456 - Pérolas e Diamantes: A força do que tem de ser

João Madureira

 

 

Pois é, caros amigos, toda a perspetiva implica um julgamento. Toda a ordenação revela uma atitude e um temperamento. Segundo os românticos, as revoluções costumam começar sob o signo da fraqueza, da profanação e do insucesso. Uma vez em andamento, a torrente revolucionária caracteriza-se pela bestialidade. A demência torna-se contagiosa.

 

A bestialidade resulta da inépcia e da imbecilidade. As revoluções, para mal dos nossos pecados, acabam por ser causa e consequência da tolice humana que encoraja e que acaba inexoravelmente por esmagar. A sua grandiosidade está no drama e no apocalipse que geram. Por isso são amadas por uns e detestadas por outros.

 

Para os românticos como Flaubert, as suas personagens principais podiam ser definidas como Frédéric (A Educação Sentimental): portadores de “uma prodigiosa cobardia”, de uma inesgotável “pusilanimidade”, um “homem de todas as fraquezas”.

 

E as revoluções aconteciam porque os convidados de Dambreuse “teriam vendido a França, bem como o género humano, para garantirem a sua fortuna, livrarem-se de um incómodo, de um embaraço, ou mesmo por simples baixeza...”

 

O autor de Madame Bovary gostava de dizer que “dentro de cada revolucionário existe um agente da polícia”.

 

Os políticos de agora parecem submetidos à sua ambição, à sua vaidade de novos-ricos, muitas das vezes sem honestidade e elegância.

 

É verdade que a prosperidade traz consigo uma espécie de embriaguez. O poder tanto engrandece como destrói.

 

Os políticos profissionais, sobretudo os intitulados revolucionários, apesar de dizerem amar o Homem, não têm (não temos) a certeza de gostarem de indivíduos.

 

Não raro, os revolucionários poderosos como Lenine, em defesa dos interesses da “causa”, fizeram com que as condições de vida da gente simples se deteriorassem ainda mais para dessa forma produzirem o cataclismo final.

 

Foi nesse desprezo pelas condições de vida da gente comum que estiveram as origens do autoritarismo para o qual a revolução teve a sua propensão tão trágica.

 

O compromisso com a causa superior do povo, muitas vezes à custa de um evidente autossacrifício, foi sempre o atributo essencial desses heróis de ficção.
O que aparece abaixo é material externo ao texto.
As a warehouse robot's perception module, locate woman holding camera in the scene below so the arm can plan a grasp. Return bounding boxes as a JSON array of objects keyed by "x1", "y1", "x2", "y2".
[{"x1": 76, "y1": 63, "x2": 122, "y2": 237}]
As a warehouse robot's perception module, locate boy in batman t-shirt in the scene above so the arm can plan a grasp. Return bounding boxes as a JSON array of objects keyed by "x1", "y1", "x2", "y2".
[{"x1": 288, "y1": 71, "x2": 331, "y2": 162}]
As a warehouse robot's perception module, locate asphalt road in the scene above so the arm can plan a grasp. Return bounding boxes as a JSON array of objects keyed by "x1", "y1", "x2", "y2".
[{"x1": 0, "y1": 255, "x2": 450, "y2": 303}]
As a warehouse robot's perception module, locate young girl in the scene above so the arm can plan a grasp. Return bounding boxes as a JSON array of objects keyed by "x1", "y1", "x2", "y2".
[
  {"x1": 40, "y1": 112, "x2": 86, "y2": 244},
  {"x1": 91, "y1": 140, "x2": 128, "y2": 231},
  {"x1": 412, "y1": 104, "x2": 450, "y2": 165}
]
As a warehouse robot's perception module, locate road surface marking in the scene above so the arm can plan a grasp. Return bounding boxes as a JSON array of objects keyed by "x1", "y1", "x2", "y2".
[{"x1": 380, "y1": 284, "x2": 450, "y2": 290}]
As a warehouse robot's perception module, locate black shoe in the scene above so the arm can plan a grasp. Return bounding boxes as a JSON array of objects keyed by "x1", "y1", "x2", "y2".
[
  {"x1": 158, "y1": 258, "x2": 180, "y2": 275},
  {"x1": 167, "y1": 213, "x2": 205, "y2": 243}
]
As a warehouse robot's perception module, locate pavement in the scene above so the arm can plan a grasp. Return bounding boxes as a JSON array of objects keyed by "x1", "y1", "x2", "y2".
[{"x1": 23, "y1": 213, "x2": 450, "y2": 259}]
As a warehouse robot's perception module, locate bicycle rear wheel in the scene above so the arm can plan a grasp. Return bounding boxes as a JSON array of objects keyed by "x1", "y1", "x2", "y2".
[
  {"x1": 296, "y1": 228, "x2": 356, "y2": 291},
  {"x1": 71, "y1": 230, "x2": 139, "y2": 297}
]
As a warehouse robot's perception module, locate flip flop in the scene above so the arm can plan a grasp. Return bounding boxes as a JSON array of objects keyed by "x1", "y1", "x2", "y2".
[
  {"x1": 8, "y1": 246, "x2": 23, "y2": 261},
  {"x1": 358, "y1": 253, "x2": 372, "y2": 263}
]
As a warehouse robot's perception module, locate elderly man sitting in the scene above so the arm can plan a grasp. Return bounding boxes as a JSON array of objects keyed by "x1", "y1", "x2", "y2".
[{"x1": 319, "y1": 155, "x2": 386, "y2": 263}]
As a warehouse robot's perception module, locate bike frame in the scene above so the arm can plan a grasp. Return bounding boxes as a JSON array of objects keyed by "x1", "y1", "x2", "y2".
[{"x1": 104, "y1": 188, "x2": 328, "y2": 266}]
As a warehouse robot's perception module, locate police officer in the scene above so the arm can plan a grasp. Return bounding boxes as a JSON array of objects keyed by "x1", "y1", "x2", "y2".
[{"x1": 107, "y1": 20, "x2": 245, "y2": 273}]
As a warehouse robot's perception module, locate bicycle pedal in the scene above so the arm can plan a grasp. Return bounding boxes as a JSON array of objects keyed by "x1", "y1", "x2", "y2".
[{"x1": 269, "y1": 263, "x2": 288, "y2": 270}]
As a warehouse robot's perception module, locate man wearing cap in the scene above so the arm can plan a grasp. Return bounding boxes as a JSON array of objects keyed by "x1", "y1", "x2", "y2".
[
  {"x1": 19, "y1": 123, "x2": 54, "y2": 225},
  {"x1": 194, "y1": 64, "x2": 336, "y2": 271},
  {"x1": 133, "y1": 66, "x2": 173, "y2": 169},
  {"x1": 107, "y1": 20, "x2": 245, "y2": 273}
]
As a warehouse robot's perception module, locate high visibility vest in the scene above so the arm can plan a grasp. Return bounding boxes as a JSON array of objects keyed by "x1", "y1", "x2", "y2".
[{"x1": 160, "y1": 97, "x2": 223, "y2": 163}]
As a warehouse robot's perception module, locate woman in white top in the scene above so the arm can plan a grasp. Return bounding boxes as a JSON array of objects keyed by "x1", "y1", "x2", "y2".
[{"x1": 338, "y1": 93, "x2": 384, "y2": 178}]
Até nos livros de Álvaro Barreirinhas Cunhal (Manuel Tiago), as personagens com interesses estéticos ou voltadas para as questões alheias à “causa revolucionária” são homens supérfluos, alienados pela sociedade burguesa.

 

Os revolucionários mais intrépidos tiveram como principal mentor Nechaev, autor do “Manual do Revolucionário”, com 26 artigos. O primeiro reza assim: “O revolucionário é um homem dedicado. Não tem sentimentos pessoais, nem assuntos particulares, não tem emoções, apegos, propriedade e nome. Nele, tudo está subordinado a uma única e exclusiva fixação, um só pensamento e uma só paixão – a revolução.”

 

E assim se criaram máquinas humanas de destruição maciça. Pois a sua doutrina dizia que “todos os sentimentos familiares estúpidos e ternos, amizade, amor, mesmo toda a gratidão e honra, devem ser sufocados, e em seu lugar é preciso estar a paixão fria e resoluta para o trabalho da revolução”.

 

Convenhamos que, tal como a mensagem cristã ou a islâmica, a boa nova marxista deixou de representar a salvação.

 

Apesar do logro, a verdade é que o socialismo “científico” não foi o fim da História, mas sim o fim de uma estória.

 

O marxismo, apesar de ser uma via de razão, não é a razão toda. Nem pouco mais ou menos.

 

A verdade é que os neomarxistas, e os novos seguidores de Maurras, pediram emprestadas a retórica e as táticas populistas. Agora não é ao centro que está a virtude. É nos extremos. Na propaganda, todos os gatos são pardos.

 

O grande equívoco dos comunistas, e dos fascistas, foi terem olhado para as massas apenas como material humano necessário para os seus planos revolucionários. Por isso, as suas experiências cruéis só podiam resultar em fracasso.

 

Orlando Figes numa coisa tem razão: “Não foi o marxismo que fez de Lenine um revolucionário, mas sim Lenine quem tornou o marxismo revolucionário.”

 

Por isso começou como um agitador de província, acrescentando a sociologia marxista às táticas golpistas do “Vontade do Povo”, o partido do seu irmão.

 

Todos agora sabemos que o capitalismo triunfou sobre o comunismo porque a maioria dos operários especializados e instruídos sempre esteve mais inclinada a melhorar a própria vida dentro do sistema do que a procurar derrubar esse sistema.

 

Pois é, o que tem de ser tem muita força.